Senador americano diz que Maduro foi preso para ser julgado nos EUA
Mike Lee afirmou que país não prevê ações adicionais na Venezuela agora que líder chavista está sob custódia


Camila Stucaluc
O senador Mike Lee disse, neste sábado (3), que os Estados Unidos capturaram o ditador da Venezuela, Nicolás Maduro, para julgá-lo em Washington. A informação, segundo ele, foi repassada pelo secretário de Estado norte-americano, Marco Rúbio, durante telefonema.
“Ele me informou que Nicolás Maduro foi preso por militares americanos para ser julgado por acusações criminais nos Estados Unidos, e que a ação cinética foi usada para proteger e defender aqueles que executaram o mandado de prisão”, disse, acrescentando que Rubio não prevê ações adicionais no país.
A captura de Maduro foi anunciada pelo presidente norte-americano Donald Trump poucas horas após o país lançar uma série de ataques contra a Venezuela. Os bombardeios começaram por volta das 1h50 da madrugada (2h50 no horário de Brasília) e atingiram alvos civis e militares em Caracas, Miranda, Aragua e La Guaira.
Além de Maduro, os militares capturaram a primeira-dama Cilia Flores. A vice-presidente da Venezuela, Delcy Rodríguez, disse que o governo não sabe o atual paradeiro do casal e que exigirá "prova imediata de vida" para ambos.

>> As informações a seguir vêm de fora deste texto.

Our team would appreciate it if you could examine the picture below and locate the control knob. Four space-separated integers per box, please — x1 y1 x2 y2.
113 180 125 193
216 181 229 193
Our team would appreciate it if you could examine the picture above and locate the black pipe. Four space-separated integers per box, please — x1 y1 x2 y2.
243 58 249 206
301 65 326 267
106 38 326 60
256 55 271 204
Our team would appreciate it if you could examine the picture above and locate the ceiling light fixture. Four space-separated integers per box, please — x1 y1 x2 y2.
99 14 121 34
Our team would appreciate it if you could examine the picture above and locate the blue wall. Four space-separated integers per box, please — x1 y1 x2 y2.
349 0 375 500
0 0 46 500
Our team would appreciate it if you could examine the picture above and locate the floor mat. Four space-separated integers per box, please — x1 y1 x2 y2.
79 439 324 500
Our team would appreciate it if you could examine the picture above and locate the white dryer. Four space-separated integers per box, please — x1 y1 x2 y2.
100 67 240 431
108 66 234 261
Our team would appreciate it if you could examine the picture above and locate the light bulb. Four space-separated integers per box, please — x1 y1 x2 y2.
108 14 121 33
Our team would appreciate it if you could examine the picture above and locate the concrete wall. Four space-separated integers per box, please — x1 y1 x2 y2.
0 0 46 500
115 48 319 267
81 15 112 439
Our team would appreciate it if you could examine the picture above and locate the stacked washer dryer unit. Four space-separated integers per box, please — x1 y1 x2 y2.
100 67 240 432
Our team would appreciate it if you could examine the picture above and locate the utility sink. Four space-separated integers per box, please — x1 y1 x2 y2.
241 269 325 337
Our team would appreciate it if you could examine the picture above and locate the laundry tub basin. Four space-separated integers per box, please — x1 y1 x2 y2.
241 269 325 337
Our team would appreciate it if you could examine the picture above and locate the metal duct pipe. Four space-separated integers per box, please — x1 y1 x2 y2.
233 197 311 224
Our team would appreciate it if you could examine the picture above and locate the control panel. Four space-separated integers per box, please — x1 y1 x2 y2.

Em comunicado, o governo da Venezuela acusou os Estados Unidos de tentar forçar uma “mudança de regime”. Para conter a agressão militar, Caracas convocou forças sociais e políticas a ativar planos de mobilização e “passar de imediato à luta armada”. O ministro da Defesa da Venezuela, Vladimir Padrino López, também convocou os cidadãos para resistir à presença norte-americana no país.
Maduro na mira
Nicolás Maduro está na lista de alvos dos Estados Unidos desde a volta de Donald Trump à Casa Branca, em janeiro de 2025. O republicano, que não reconhece o governo de Maduro, acusa o líder venezuelano de liderar cartéis de drogas no Caribe.

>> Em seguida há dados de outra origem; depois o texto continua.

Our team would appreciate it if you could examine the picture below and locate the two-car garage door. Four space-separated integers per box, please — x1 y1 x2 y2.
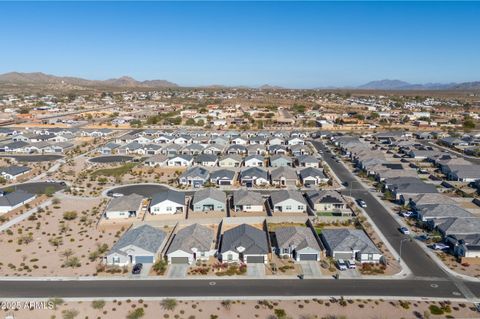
298 254 318 261
247 256 265 264
170 257 188 264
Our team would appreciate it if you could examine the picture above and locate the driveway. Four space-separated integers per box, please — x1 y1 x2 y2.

Em agosto, Trump elevou para US$ 50 milhões a recompensa por informações que levassem à prisão de Maduro. Um mês depois, em setembro, Washington iniciou uma operação naval contra o narcotráfico no Caribe e no Pacífico, perto das costas da Venezuela e da Colômbia. Desde então, a Marinha destruiu mais de 30 embarcações acusadas de navegar em rotas conhecidas por narcotráfico.
Nesta semana, Trump revelou que os Estados Unidos atacaram uma “grande instalação portuária” na Venezuela na última sexta-feira (26), usada para o “carregamento de drogas”. A operação, comandada pela Agência Central de Inteligência (CIA), marcou o primeiro ataque terrestre no país sul-americano desde o início da campanha de Washington contra cartéis de drogas na América Latina.